Wissen/Wissenschaft

Armut lässt sich an nächtlichen Satellitenbildern ablesen

Satellitenbilder der nächtlichen Erde zeigen nicht nur die Ausbreitung menschlicher Siedlungen, die Stärke der Beleuchtung gibt Wissenschaftern auch Aufschlüsse über Infrastruktur, Bevölkerungsdichte oder wirtschaftliche Entwicklung eines Ortes. Forscher zeigen nun in einer Studie im Fachblatt "Nature Communications", wie gut sich auch das Gegenteil - nämlich bittere Armut - auf den Bildern nachvollziehen lässt. Rund 20 Prozent aller Siedlungen bleiben demnach dunkel.

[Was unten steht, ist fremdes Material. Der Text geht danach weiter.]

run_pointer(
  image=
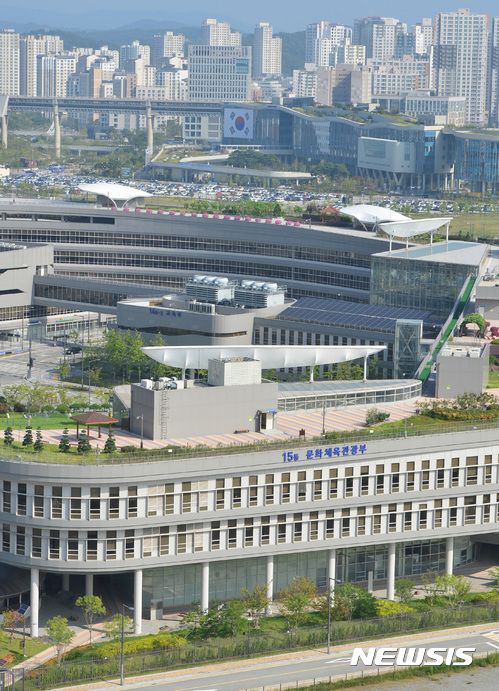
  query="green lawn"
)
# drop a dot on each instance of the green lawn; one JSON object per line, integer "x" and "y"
{"x": 8, "y": 647}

Inwiefern sich aus den immer genauer werdenden Erdbeobachtungsdaten auch Schlüsse über wirtschaftlich weniger entwickelte Länder ziehen lassen, wurde in der Wissenschaft bisher noch weniger beachtet, heißt es am Donnerstag in einer Aussendung des Internationalen Instituts für angewandte Systemanalyse (IIASA) in Laxenburg bei Wien. Forscher um Ian McCallum oder Steffen Fritz vom IIASA leiteten die aktuelle Studie, mit beteiligt war u. a. auch Jesús Crespo Cuaresma von der Wirtschaftsuniversität (WU) Wien. Gerade in Gegenden mit wenig Infrastruktur, über die mitunter auch nicht viele Informationen vorliegen, sollten sich anhand der Helligkeit - respektive der dort bei Nacht herrschenden Dunkelheit - auch Schlüsse über Wirtschaftswachstum, Armut oder Verteilungsgerechtigkeit ziehen lassen, vermuteten die Wissenschafter.

49 Länder

Ihr Schwerpunkt lag auf 49 Ländern Afrikas, Asiens und Amerikas. Hier lagen regionale Daten über die Vermögensstruktur der Haushalte vor. Diese Informationen verglichen die Forscher mit Satellitenaufnahmen, die in den Nachtstunden gemacht wurden. Nach der Analyse konnten rein aufgrund des Anteils an Siedlungen, die kein von Satelliten aus erkennbares Licht abstrahlten, Rückschlüsse über das ungefähre Einkommen von 2,4 Millionen Haushalten gemacht werden. Diese Ergebnisse stimmten zu 87 Prozent mit den Wirtschaftsdaten überein, so die Wissenschafter.

Zu wenig Licht

Legte man den Fokus auf die gesamt Welt, zeigte sich, dass im Jahr 2015 von 19 Prozent der Siedlungen zu wenig Licht ausging, um es auf den Bildern aus dem All zu sehen. Das galt für 39 Prozent der bekannten Siedlungen Afrikas und immerhin noch für 23 Prozent der asiatischen Dörfer oder Städte. Deutlich höher war dieser Anteil in ländlicheren Gebieten, wo einerseits die Siedlungen selbst kleiner, aber auch die Anbindung an das Stromnetz von mitunter dichter bewohnten Orten schlechter ausgebaut ist. Insgesamt konnte am Anteil spärlich beleuchteter Siedlungen das Einkommensniveau einer Region erstaunlich gut abgelesen werden. Besonders viele "dunkle Orte" gab es in Ländern wie der Demokratischen Republik Kongo, Nigeria, Bangladesch oder Vietnam, aber auch in industrialisierteren Ländern wie China.

"Durch das Identifizieren solcher unbeleuchteter Gegenden, können wir Maßnahmen zur Armutsbekämpfung besser abstimmen und Regionen finden, wo man sich auf einen besseren Zugang zu Elektrizität konzentrieren sollte", so Fritz. Dies sei besonders interessant, weil sich Planungen meistens auf städtische Gebiete konzentrieren würden. Dabei brächte ein Anschluss an die Stromversorgung gerade vielen Menschen am Land die Chance, sich aus großer Armut zu befreien, meinen die Wissenschafter. Das gelte vor allem für das südliche Afrika, wo auch durch die Covid-19-Pandemie Bemühungen zur Verbesserung der Lebenssituation vieler Menschen um Jahre zurückgeworfen wurden. Ob Industriestaaten ihren Energieaufwand für Beleuchtung zurückfahren, lasse sich mit der neuen Methode darüber hinaus ebenso nachvollziehen.